The Executive Director did not consider the theory of the case that falls within these

holdings. She instead reasoned that the Charging Party failed to present evidence in support of the

claim that the Respondents engaged in a wholesale repudiation of the parties’ collective bargaining

agreement. Such wholesale repudiation of an agreement certainly does violate the Act, but it is

6

not the only means by which a respondent can repudiate the collective bargaining process. See

cases supra.

Applying the principles outlined above, we find that the Charging Party raised issues of

fact and law on the allegation that the Respondents repudiated the collective bargaining process.

First, the Charging Party presented evidence that the Respondents violated an unambiguous,

mediated, grievance arbitration award because it presented a subsequent award in which an

arbitrator made that finding. Notably, the arbitrator stated that the mediated award was

unambiguous on its face and that the parties’ bargaining history further supported his conclusion.

Second, the Charging Party presented evidence of the Respondents’ bad faith by way of

that same arbitrator’s opinion. The arbitrator found that the Respondents and the Charging Party

negotiated the terms governing the transfer and reversion (i.e., return) of the Charging Party’s

Correctional Officers to Deputy Sheriff positions, but that Respondents failed to successfully

bargain a physical agility requirement. He further found that the Respondents then negotiated

with the FOP a new physical agility requirement for the FOP-represented Deputy Sheriff positions,

but applied it only to those newly transferred employees from the Charging Party’s unit. These

findings raise issues for hearing because they suggest that the Respondents entered into an

agreement with another union, to nullify their agreement with the Charging Party and to achieve

the result they could not obtain from the Charging Party during negotiations. Chicago Transit

Auth., 15 PERI 3018 (IL LLRB 1999) (bad faith found where employer made change to

employees’ terms and conditions of employment after failing to successfully obtain that change

during negotiations).

In addition, the Respondents allegedly prevented the grievance process from working its

course by achieving their goal through an agreement with another union, over which the grievance

7

arbitrator had no authority. Although the arbitrator who issued the earlier transfer criteria award

retained jurisdiction to resolve disputes that arose from its implementation, he could not adequately

remedy the alleged breach, at issue here, because he could not interfere with an agreement between

the Respondents and the FOP. City of Loves Park, 343 Ill. App. 3d at 395 (employer violated the

Act when it combined its refusal to comply with grievance arbitration award with attempts to

deprive employee of due process rights and attempts to nullify contract’s grievance provision).

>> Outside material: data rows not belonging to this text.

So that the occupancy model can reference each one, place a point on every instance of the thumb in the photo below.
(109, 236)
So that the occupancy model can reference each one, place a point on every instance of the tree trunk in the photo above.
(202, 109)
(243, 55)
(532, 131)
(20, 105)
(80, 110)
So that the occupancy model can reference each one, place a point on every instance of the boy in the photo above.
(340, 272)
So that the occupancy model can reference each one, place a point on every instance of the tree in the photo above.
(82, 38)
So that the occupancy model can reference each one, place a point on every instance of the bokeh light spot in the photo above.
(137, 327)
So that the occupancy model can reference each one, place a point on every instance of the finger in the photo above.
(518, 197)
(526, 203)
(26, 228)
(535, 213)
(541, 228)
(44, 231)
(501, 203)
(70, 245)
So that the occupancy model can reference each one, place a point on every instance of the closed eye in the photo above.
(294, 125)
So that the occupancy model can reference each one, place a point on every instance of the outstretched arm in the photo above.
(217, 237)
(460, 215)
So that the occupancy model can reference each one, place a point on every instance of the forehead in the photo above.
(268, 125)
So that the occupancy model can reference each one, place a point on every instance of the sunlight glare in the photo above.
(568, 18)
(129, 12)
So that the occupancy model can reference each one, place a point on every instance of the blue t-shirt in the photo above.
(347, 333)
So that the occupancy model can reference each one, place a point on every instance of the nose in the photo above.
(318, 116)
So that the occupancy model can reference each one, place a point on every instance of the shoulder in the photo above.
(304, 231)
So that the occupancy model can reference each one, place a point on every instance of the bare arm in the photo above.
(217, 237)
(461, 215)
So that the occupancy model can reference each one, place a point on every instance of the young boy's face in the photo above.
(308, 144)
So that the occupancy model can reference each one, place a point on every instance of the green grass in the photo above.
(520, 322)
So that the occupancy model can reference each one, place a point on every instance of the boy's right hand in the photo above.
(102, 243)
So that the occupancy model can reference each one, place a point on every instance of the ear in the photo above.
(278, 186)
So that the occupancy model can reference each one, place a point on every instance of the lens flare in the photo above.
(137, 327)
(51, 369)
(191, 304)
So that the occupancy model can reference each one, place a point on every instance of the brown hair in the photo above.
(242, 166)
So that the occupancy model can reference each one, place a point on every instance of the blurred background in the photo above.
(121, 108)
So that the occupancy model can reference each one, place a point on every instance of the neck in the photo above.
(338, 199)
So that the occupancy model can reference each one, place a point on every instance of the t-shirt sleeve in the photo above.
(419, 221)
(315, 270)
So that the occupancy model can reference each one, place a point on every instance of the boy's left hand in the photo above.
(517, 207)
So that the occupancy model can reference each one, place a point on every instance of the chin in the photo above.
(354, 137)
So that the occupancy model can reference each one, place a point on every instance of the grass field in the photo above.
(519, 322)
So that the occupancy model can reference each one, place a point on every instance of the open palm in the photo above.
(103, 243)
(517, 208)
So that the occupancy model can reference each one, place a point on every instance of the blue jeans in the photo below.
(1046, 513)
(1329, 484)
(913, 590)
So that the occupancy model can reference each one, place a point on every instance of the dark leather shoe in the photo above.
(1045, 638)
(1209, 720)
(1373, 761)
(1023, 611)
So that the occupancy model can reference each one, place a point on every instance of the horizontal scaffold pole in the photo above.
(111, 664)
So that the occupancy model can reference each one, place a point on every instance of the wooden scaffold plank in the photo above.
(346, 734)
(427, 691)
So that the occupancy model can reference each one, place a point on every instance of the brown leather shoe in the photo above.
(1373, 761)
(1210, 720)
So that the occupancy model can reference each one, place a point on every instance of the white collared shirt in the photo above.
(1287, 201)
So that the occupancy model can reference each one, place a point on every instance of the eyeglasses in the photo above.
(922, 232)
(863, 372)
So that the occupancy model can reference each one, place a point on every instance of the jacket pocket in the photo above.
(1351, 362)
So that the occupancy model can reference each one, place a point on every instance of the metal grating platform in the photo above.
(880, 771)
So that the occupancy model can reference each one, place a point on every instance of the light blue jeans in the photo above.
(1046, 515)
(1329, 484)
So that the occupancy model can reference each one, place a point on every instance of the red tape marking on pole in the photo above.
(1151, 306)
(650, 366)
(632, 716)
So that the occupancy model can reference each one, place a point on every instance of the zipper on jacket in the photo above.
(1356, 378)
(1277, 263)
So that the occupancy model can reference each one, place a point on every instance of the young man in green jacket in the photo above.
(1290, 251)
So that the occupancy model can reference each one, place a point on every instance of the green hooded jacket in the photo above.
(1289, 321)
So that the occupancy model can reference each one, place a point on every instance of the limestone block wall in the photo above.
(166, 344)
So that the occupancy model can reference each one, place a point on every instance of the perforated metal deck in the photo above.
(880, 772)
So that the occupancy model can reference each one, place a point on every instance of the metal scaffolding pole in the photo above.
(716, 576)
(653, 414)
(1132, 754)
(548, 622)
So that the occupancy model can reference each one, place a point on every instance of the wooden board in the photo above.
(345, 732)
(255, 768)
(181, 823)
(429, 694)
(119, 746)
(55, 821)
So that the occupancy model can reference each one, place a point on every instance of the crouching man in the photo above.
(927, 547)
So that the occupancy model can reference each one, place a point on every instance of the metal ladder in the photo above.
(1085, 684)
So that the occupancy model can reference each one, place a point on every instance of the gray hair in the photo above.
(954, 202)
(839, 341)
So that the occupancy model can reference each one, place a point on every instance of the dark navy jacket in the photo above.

In sum, we find that the Charging Party raised issues of fact and law for hearing on the

Respondents’ alleged repudiation of the collective bargaining process, and we direct the Executive

Director to issue a complaint on this allegation. We leave undisturbed the remainder of the

dismissal because the Charging party has not expressly excepted to the Executive Director’s other

findings.

BY THE LOCAL PANEL OF THE ILLINOIS LABOR RELATIONS BOARD

/s/ Robert M. Gierut

Robert M. Gierut, Chairman /s/ Charles E. Anderson

Charles E. Anderson, Member

/s/ Angela Thomas ______ Angela Thomas, Member

Decision made at the Local Panel’s public meeting in Chicago, Illinois on September 7, 2017, written decision approved at the Local Panel’s public meeting in Chicago, Illinois on October 17, 2017, and issued on this date.